HMAC ripemd160 is not supported

[stephenrauch]

Paramiko does not appear to support HMAC ripemd160. I know this because a system I have to communicate with recently decided that is was ONLY going to use this HMAC. (Yeah I know, WHAT?!?)

Although the crypto lib used supports this HMAC, it appears from a code inspection that paramiko does not due to hashlib not guaranteeing to support that HMAC on all backends.
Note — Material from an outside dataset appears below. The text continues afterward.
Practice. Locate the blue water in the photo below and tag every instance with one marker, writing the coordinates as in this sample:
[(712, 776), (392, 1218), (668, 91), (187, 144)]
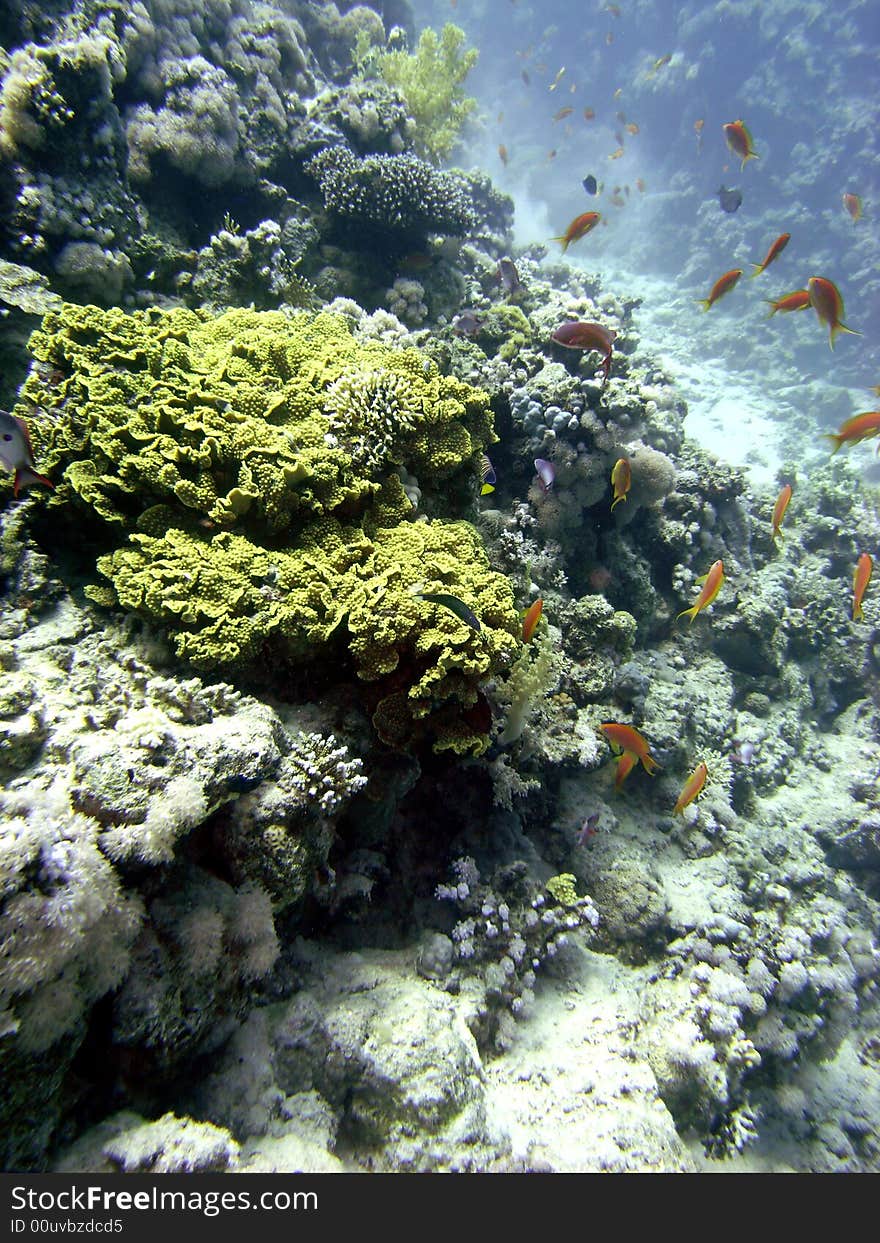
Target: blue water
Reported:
[(803, 78)]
Below is a monkey patch which I am using to make this HMAC work with paramiko on supported backends. I am putting it here in case someone else runs into this problem, or if there is some interest I could submit a PR with this logic applied directly to the paramiko.Transport() class.

### ::HACK:: ###

# this code monkey patches the paramiko library to support 'hmac-ripemd160'
# this HMAC is not guaranteed to be supported by hashlib, so is not natively
# supported by paramiko
import paramiko
assert paramiko.__version__.split('.')[0] == '2':
from cryptography.hazmat.backends import default_backend
from cryptography.hazmat.primitives.hashes import RIPEMD160
if default_backend().hmac_supported(RIPEMD160()):

    def ripemd160():
        import hashlib
        return hashlib.new('ripemd160')

    pref_macs = list(paramiko.Transport._preferred_macs)
    pref_macs.insert(2, 'hmac-ripemd160')
    paramiko.Transport._preferred_macs = tuple(pref_macs)

    paramiko.Transport._mac_info.update(
        {'hmac-ripemd160': {'class': ripemd160, 'size': 20}}
    )

### ::HACK:: ###

[bitprophet]

Thanks for the report/post!

Ever so slightly related to #387 insofar as that touches "make it easier for users to configure/update what kex/hmac/etc they use/want to use/prefer/blacklist/etc/etc, without ugly hacks".

I think best to hold off on a PR until that gets sorted out, though I am tentatively +1 on the idea of (additionally to making it easier for users do do what you do above) making it so we intelligently enable everything that the local system supports, by default.

[bitliner]

+1, can't use ansible because of this.